Infatti il presunto scontro tra Obama e il Pentagono-Cia non riguardava il distinguo sul tentativo imperialistico americano di abbattere il regime di Assad, ci avrebbero dovuto pensare almeno due anni prima e poi un simile dubbio non è mai stato in programma, ma il comportamento da tenersi con le forze di opposizione (jihadisti e qaedisti) a cui venivano fornite le armi sin dall’inizio della crisi siriana. In altri termini la questione era: continuare a foraggiare questa opposizione con il risultato di ritrovarsi al potere un regime islamista, con tutti i rischi del caso (vedi Egitto, Tunisia e Afghanistan in tempi non lontani) o individuare, semmai creare ex novo, un nuovo soggetto politico ‘laico’ o ‘moderatamente religioso’ che facesse meglio alla bisogna.

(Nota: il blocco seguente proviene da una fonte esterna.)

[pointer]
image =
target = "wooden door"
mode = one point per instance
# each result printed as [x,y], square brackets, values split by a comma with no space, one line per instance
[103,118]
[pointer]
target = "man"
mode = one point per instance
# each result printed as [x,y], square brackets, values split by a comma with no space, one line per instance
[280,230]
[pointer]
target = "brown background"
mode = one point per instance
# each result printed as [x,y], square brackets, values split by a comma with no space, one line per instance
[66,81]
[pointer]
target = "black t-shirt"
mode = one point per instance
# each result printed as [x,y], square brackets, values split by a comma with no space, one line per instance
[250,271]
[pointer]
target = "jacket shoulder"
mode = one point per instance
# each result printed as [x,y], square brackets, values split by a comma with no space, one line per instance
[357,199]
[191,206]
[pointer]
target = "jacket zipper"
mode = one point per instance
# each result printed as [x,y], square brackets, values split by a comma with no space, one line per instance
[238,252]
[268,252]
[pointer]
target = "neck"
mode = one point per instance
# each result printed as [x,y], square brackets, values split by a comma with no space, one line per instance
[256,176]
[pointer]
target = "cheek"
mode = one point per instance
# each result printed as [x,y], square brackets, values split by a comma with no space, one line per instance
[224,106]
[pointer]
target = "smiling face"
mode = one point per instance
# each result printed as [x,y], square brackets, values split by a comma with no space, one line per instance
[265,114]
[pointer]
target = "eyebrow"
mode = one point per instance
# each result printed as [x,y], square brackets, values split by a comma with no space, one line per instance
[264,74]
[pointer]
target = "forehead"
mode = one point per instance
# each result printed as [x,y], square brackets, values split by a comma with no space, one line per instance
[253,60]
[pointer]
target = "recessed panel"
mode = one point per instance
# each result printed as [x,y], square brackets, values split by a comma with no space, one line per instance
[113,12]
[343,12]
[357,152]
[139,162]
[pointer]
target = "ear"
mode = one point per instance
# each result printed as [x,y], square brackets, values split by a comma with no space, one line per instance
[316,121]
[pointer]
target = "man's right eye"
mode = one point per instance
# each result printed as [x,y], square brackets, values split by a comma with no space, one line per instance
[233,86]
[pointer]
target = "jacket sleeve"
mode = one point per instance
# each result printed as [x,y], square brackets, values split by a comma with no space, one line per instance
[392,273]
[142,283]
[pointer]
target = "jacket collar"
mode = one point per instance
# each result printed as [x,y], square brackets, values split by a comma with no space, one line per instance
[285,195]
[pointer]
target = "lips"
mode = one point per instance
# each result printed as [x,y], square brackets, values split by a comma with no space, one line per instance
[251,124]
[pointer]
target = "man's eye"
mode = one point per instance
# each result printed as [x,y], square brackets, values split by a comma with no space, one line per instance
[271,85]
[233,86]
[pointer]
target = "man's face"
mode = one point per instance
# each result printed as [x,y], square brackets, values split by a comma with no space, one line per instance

L’eliminazione degli Stati canaglia
Nonostante le dichiarazioni dell’amministrazione Obama di dare vita a un processo di distensione internazionale che avrebbe visto progressivamente diminuire l’aggressività dell’imperialismo americano nei ‘segmenti caldi’ dello scacchiere orientale e medio orientale, le cose sono rimaste esattamente come prima, come all’epoca di Bush. I tanto enfatizzati ritiri dall’Iraq e dall’Afghanistan, quale dimostrazione di buona volontà e di coerenza con le promesse elettorali, valgono ben poco.
Nel primo caso la decisione di ritirare le truppe l’aveva già presa Bush, a Obama è spettato solo il compito di proseguirla sino a compimento. La tragica quanto fallimentare campagna di Babilonia si era definitivamente chiusa dopo che il governo di Al Maliki aveva voltato le spalle alle amministrazioni americane trattando, addirittura, con il nemico numero uno degli Usa, il tanto demonizzato Iran. L’ingovernabilità del Paese, nonostante l’impegno militare e le faraoniche cifre sborsate dal Tesoro statunitense, la sconfitta di alcune majors petrolifere americane all’asta di Baghdad (1), avevano fatto il resto.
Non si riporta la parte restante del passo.